Jordan's King Hussein returned here today from an unannounced visit to Baghdad, where he and top military aides held a series of meetings with Iraqi President Saddam Hussein and reaffirmed Jordan's support in the Iraq-Iranian war.
The Jordanian monarch, in his second visit to Baghdad since the start of the war, assured the Iraqi leader that Jordan would continue its "unqualified" support regardless of positions taken by other Arab states.
Radio Amman said the king expressed his disappointment to Saddam Hussein that other Arab states have not given full backing to the Iraqi effort.
The Iraqi news agency announced tonight that King Hussein had returned to Amman after a visit, Washington Post correspondent Stuart Auerbach reported from Baghdad, and the agency said he had been accompanied by members of his general staff.
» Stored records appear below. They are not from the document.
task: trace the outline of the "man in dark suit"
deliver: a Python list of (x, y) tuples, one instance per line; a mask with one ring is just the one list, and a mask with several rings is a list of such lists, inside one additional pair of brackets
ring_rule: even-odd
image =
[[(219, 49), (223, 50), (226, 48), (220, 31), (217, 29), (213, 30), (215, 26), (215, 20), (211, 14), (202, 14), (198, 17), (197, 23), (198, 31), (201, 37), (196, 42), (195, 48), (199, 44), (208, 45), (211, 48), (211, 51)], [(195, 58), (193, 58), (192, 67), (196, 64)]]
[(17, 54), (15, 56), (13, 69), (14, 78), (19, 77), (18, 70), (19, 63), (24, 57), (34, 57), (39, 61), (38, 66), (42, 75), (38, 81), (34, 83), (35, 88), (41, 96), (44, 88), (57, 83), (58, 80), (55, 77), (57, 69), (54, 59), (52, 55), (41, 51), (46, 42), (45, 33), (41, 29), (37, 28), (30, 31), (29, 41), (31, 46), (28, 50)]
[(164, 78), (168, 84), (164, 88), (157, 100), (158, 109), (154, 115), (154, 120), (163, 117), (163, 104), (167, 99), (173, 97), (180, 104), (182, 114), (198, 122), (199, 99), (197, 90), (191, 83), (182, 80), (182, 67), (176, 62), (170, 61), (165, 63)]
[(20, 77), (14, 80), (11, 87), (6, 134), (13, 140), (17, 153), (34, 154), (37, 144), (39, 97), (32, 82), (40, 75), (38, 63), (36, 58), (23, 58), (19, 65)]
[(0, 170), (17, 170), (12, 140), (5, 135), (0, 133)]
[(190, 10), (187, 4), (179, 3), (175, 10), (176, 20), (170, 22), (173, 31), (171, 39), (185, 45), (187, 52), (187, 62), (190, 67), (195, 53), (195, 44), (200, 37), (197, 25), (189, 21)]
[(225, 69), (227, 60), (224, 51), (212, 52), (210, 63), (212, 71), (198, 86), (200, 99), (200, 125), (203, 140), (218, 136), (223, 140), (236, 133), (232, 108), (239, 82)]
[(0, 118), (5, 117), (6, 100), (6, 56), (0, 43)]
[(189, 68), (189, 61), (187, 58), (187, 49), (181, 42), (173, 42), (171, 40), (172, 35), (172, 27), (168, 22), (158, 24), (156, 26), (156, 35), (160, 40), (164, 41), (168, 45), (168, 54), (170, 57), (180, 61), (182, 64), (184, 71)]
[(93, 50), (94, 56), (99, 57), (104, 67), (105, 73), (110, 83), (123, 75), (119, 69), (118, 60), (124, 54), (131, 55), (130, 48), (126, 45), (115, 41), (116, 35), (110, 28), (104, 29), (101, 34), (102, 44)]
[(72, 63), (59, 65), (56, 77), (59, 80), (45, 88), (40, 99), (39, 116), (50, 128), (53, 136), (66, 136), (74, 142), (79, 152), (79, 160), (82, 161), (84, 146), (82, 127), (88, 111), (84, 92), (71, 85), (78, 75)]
Until then, according to Auerbach, his visit was a closely kept secret in Baghdad and even Arab diplomats there did not know he had come.
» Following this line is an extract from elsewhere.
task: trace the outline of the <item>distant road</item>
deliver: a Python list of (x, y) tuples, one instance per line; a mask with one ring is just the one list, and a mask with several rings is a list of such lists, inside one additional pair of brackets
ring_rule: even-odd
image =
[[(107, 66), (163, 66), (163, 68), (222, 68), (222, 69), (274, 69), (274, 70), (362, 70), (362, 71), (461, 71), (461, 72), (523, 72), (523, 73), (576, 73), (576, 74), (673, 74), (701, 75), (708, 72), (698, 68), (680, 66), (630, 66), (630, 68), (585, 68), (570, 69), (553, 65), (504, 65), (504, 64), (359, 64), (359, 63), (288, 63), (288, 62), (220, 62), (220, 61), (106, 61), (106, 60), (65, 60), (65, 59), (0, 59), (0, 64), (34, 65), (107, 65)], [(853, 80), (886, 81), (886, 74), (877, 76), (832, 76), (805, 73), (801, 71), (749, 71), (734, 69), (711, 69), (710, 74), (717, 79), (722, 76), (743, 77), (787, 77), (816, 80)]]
There was some speculation in Baghdad, but no confirmation that the king and his generals were helping the Iraqis set strategy for the war as well as speculation that Jordan might send tank technicians to help rebuild some of the U.S.-made tanks Iraq captured from Iran in the fighting. Iraq uses mostly Soviet equipment, while Iran was supplied for years by the United States.
Palace sources and official spokesmen for the government here denied a report that the king had turned over the command of the Jordanian Army to the Iraqi military command.
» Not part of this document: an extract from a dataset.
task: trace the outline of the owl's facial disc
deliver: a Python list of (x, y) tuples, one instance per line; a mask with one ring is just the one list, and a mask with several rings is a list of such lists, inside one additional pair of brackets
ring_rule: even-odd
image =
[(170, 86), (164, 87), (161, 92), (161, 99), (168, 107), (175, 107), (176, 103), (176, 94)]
In his two-day visit to Baghdad, the king met several times with Saddam Hussein and received a briefing from Iraqi Army officers "about the military situation and the victories of the Iraqi Army," according to an official announcement.
The king also toured military facilities and inspected stores of captured Iranian weapons, a Jordanian official said.
Meanwhile, a committee of seven Arab foreign ministers gathered here today to begin preparing an agenda for the planned Nov. 25 Arab summit meeting in Amman. Saudi Foreign Minister Prince Saud Faisal said that the Palestinian issue would be at the top of the summit's agenda and he appealed to all Arab nations to attend the conference and address common problems, rather than quarrel about regional differences.
However, the Persian Gulf war and differing views over how much support should be given to Iraq in the conflict are expected to dominate the summit meeting, upon which King Hussein has pinned his hopes for reviving a spirit of pan-Arabism.
Meanwhile, Jordanian Crown Prince Hassan, the king's brother, met here with Chadli Klibi, secretary general of the Arab League. The prince cited "the danger of Israel's exploitation of the current situation in the region with the aim of consolidating its control of the occupied Arab territories," according to a palace statement.
This was another indication that King Hussein intends to try to steer the summit conference away from the war and focus on a united Arab strategy against Israel.